Irregular periods are common outside of PCOS and patients often visit a GP or gynaecologist for help. Ensuring you also have good metabolic and endocrine health is important though, because improving your health in these areas can often greatly improve your periods – and help with regular ovulation. If the periods are irregular because of your transition into menopause, we can also help with this. More rarely irregular periods are due to pituitary or hypothalamic dysfunction, and this requires specific testing which we can do if necessary.

We often work with female ultrasound experts and gynaecologists if we need to know more about the health of your ovaries to help classify and diagnose PCOS.

Heavy periods are common and again, most women start by visiting their GP or gynaecologist. However, there are many aspects of your assessment and care that we can help with as endocrinologists. We can make sure you do not have thyroid disease and if so treat it; we can ensure your iron stores are satisfactory, and treat and maintain them if not. We can also help with treatments to make the heavy periods less troublesome. If you have fibroids and want to consider having them treated, it is usually better to see a gynaecologist while they are still small to consider your options.

Before and after ovulation, and into the early part of menstruation, some women have disabling symptoms that affect their mental health.
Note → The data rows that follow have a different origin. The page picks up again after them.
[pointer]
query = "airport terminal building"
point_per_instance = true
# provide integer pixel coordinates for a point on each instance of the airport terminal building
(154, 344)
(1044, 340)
At one end of the spectrum is severe PMS, but some patients also have intrusive thoughts of self-harm or harm to others, and this is known as pre-menstrual dysphoria disorder. We have experience in helping you understand if this might apply to you – and if so, in helping you find the right diagnosis. Sometimes treatment involves specific psychological medicine, but it should always be with a doctor who understands the context of hormonal changes across the cycle.